Published online Dec 7, 2017. doi: 10.3748/wjg.v23.i45.8035
Peer-review started: June 1, 2017
First decision: June 22, 2017
Revised: August 15, 2017
Accepted: September 5, 2017
Article in press: September 5, 2017
Published online: December 7, 2017
Processing time: 186 Days and 22.1 Hours
To introduce a two-step method for creating a gastric tube during laparoscopic-thoracoscopic Ivor-Lewis esophagectomy and assess its clinical application.
One hundred and twenty-two patients with middle or lower esophageal cancer who underwent laparoscopic-thoracoscopic Ivor-Lewis esophagectomy at Liaoning Cancer Hospital and Institute from March 2014 to March 2016 were included in this study, and divided into two groups based on the procedure used for creating a gastric tube. One group used a two-step method for creating a gastric tube, and the other group used the conventional method. The two groups were compared regarding the operating time, surgical complications, and number of stapler cartridges used.
The mean operating time was significantly shorter in the two-step method group than in the conventional method group [238 (179-293) min vs 272 (189-347) min, P < 0.01]. No postoperative death occurred in either group.

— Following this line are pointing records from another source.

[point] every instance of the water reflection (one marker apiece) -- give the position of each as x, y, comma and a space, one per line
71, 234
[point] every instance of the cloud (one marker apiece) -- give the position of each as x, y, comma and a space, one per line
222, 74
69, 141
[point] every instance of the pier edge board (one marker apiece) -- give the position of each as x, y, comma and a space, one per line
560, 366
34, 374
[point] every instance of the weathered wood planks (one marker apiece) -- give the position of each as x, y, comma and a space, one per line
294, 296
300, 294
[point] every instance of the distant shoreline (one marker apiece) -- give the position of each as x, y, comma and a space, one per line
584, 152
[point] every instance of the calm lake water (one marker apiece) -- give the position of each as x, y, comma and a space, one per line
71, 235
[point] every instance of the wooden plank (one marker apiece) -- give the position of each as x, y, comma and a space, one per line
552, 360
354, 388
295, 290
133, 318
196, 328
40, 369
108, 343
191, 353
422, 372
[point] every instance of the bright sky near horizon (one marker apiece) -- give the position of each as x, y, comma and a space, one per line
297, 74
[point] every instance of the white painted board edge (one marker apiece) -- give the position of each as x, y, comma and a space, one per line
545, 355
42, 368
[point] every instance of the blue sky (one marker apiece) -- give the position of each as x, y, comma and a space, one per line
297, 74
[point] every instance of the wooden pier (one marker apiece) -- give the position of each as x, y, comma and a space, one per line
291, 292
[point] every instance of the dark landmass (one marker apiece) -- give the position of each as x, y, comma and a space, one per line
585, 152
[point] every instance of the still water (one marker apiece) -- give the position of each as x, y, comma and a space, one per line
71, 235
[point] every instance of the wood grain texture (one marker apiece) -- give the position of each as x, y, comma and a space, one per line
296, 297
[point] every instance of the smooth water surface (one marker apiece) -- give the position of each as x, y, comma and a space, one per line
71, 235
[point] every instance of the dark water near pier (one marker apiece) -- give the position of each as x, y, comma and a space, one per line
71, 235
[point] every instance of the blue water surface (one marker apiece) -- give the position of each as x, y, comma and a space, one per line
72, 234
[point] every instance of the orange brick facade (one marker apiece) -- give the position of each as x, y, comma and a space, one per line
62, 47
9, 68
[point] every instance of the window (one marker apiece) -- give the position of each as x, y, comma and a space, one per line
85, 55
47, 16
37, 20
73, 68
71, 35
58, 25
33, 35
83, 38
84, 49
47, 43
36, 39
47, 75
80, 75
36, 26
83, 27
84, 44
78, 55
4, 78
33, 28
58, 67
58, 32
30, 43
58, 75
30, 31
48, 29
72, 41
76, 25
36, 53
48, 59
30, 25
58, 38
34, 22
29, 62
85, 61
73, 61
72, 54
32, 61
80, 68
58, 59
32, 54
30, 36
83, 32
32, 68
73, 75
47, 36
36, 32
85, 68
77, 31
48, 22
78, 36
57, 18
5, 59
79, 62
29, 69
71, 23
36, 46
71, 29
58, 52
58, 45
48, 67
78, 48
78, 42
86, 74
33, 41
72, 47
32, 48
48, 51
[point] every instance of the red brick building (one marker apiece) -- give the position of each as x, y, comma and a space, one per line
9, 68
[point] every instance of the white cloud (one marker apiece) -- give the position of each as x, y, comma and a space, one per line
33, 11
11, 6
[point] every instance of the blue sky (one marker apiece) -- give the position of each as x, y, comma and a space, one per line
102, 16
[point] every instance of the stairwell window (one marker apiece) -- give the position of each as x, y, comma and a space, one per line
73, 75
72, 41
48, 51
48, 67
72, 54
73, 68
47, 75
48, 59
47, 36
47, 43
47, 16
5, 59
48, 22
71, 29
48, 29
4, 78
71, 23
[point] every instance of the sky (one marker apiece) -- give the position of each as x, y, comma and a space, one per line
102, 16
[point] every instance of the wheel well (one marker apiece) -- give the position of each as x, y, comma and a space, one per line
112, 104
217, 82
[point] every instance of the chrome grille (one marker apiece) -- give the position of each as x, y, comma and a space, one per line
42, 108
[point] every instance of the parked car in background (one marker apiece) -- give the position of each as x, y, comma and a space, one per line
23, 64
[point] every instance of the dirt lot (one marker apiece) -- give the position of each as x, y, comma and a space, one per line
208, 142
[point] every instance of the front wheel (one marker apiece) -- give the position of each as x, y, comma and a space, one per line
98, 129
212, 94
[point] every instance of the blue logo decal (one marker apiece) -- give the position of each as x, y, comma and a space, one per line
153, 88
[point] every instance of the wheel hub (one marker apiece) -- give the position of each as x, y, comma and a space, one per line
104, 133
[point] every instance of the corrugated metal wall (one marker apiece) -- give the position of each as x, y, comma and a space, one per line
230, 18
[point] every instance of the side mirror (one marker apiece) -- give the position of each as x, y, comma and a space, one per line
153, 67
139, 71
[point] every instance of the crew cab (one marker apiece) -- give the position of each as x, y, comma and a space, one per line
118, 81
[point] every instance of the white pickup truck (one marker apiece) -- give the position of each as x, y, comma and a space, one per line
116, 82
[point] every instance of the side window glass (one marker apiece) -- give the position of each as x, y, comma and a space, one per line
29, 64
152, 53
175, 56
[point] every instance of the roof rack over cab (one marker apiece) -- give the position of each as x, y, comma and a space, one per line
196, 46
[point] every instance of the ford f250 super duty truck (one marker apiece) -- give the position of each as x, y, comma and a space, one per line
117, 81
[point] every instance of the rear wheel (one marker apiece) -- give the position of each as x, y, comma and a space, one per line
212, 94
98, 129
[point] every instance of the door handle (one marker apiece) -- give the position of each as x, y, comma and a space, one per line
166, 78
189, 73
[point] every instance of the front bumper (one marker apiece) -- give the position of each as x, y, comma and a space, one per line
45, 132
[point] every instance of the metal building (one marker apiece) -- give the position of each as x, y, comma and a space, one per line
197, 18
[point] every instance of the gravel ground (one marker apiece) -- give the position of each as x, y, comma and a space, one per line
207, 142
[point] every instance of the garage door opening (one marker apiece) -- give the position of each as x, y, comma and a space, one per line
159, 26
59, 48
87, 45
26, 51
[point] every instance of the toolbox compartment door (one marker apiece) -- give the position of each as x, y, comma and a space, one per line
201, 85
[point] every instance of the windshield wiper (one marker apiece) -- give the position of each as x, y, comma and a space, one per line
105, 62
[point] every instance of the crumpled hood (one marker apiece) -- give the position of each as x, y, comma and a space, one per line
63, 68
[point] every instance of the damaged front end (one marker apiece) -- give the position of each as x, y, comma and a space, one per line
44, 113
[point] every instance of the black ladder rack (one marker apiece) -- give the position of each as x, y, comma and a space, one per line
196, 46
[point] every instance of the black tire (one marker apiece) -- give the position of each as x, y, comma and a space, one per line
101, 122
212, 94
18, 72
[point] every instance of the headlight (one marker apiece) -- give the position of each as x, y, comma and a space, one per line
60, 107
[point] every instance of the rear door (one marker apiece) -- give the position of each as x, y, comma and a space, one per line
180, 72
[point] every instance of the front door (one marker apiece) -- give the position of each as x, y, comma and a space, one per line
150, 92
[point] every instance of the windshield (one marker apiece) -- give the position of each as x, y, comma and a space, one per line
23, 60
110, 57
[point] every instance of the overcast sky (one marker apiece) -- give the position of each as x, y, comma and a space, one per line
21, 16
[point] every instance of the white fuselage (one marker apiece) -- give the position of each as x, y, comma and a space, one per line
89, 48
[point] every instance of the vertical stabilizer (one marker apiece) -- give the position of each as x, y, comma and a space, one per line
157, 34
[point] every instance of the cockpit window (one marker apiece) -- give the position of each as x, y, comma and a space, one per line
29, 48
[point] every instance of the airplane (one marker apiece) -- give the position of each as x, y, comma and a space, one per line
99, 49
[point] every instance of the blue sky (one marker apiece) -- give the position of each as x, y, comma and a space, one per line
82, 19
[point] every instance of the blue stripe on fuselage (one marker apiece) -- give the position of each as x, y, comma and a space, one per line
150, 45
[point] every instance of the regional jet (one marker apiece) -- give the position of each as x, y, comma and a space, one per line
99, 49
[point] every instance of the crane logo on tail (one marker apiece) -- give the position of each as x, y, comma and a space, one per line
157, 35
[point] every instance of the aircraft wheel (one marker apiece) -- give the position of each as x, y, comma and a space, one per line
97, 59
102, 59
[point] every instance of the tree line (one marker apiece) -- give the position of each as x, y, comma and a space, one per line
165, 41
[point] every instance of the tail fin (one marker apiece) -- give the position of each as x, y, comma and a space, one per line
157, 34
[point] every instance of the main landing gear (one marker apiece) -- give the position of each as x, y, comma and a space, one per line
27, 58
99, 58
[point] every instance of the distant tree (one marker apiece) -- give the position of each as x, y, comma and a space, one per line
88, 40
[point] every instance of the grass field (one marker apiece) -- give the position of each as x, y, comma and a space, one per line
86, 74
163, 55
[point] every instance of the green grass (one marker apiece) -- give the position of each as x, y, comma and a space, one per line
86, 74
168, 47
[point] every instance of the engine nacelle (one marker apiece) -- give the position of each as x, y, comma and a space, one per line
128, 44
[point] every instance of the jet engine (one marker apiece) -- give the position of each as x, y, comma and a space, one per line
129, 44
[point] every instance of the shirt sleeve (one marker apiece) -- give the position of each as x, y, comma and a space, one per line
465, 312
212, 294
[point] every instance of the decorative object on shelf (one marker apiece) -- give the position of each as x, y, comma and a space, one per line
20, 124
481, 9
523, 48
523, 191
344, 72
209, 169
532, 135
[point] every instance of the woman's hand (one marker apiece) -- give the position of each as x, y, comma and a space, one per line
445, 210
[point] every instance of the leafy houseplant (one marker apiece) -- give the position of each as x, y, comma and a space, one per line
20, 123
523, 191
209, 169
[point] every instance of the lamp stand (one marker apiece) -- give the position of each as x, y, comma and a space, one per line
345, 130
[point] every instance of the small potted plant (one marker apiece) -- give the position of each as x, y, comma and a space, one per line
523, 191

There was no significant difference in the rate of complications [14 (21.9%) vs 13 (22.4%), P = 0.55] or mean number of stapler cartridges used [5 (4-6) vs 5.2 (5-6), P = 0.007] between the two groups.
The two-step method for creating a gastric tube during laparoscopic-thoracoscopic Ivor-Lewis esophagectomy has the advantages of simple operation, minimal damage to the tubular stomach, and reduced use of stapler cartridges.

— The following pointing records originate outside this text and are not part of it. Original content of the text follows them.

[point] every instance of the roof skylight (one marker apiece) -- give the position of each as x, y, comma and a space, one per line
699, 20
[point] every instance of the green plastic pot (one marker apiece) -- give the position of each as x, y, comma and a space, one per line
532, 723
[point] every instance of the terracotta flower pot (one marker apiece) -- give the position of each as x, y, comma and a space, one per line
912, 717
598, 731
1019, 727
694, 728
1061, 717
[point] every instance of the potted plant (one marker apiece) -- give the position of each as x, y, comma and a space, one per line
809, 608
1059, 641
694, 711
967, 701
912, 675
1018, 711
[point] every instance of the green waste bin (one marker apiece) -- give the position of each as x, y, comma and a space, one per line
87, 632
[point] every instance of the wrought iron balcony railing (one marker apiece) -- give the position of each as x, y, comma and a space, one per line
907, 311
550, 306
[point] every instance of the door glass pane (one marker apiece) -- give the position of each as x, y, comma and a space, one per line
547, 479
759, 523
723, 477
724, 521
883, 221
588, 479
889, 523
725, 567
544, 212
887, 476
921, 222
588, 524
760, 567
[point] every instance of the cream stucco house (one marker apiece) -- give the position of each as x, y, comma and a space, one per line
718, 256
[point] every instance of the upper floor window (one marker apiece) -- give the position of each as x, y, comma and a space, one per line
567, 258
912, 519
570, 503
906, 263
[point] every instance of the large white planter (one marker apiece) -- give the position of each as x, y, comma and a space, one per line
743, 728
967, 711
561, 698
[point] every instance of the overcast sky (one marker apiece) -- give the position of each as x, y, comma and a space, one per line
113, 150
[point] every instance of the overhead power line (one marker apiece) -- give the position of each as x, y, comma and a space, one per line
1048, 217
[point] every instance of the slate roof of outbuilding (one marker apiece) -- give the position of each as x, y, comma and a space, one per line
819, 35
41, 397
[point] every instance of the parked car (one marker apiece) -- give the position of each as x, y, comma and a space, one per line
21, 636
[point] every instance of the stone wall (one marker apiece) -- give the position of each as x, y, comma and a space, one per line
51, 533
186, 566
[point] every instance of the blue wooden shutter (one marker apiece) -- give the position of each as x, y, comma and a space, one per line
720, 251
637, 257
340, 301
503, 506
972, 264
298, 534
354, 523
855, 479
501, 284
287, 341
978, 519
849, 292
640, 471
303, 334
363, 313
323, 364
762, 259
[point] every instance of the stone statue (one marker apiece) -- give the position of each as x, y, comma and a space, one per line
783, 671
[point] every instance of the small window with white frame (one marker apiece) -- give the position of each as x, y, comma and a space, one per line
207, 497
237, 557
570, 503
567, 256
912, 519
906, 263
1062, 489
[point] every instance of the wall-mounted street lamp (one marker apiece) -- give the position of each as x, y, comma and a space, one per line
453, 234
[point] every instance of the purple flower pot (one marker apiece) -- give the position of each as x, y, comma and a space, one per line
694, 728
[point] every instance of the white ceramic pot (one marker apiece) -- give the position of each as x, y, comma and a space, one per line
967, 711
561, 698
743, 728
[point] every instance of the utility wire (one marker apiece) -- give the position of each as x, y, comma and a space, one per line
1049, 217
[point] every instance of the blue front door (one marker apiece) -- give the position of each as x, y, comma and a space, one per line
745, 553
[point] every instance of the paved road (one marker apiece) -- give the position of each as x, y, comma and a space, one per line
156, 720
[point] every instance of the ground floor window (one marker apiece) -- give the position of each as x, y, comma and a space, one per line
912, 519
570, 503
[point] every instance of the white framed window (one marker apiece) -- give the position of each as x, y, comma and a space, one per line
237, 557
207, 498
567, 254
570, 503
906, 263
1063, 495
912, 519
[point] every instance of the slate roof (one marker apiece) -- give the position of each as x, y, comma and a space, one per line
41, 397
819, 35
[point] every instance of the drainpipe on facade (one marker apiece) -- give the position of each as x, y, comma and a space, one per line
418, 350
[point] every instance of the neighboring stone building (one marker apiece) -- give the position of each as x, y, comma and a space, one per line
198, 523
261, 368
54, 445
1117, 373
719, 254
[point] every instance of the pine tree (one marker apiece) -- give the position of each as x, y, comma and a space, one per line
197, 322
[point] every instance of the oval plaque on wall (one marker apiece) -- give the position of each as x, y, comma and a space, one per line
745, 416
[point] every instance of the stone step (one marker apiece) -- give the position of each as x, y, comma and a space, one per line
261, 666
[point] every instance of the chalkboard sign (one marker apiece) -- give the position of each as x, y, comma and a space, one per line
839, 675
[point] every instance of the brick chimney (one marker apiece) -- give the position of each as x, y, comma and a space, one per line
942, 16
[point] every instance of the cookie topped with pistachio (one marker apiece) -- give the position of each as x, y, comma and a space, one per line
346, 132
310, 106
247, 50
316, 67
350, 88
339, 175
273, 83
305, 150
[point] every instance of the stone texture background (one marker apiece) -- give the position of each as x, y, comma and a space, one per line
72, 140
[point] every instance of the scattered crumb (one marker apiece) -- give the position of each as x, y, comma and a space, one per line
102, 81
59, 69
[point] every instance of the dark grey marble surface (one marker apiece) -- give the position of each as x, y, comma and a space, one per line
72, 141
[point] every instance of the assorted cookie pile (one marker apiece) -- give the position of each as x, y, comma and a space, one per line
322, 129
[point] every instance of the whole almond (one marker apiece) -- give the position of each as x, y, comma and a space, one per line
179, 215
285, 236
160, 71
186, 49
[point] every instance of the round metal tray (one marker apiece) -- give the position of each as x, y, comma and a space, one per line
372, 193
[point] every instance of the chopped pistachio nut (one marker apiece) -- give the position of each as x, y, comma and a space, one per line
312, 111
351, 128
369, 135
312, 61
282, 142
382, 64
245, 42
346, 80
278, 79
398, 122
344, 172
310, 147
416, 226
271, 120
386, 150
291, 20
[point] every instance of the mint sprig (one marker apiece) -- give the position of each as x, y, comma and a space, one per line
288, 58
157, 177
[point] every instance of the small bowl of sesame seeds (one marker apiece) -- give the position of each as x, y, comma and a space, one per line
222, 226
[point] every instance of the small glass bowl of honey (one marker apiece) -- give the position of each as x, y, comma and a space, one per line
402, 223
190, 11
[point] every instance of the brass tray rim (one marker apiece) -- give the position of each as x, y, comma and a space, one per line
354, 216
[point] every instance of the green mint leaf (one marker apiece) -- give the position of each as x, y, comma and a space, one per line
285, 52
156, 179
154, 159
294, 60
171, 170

Core tip: The two-step method accomplishes totally laparoscopic-thoracoscopic Ivor-Lewis esophagectomy, by avoiding an additional abdominal incision and conducting operations via the operating port to simplify the complicated operation steps, thus greatly reducing the difficulty in creating the gastric tube after anastomosis, and shortening the operating time.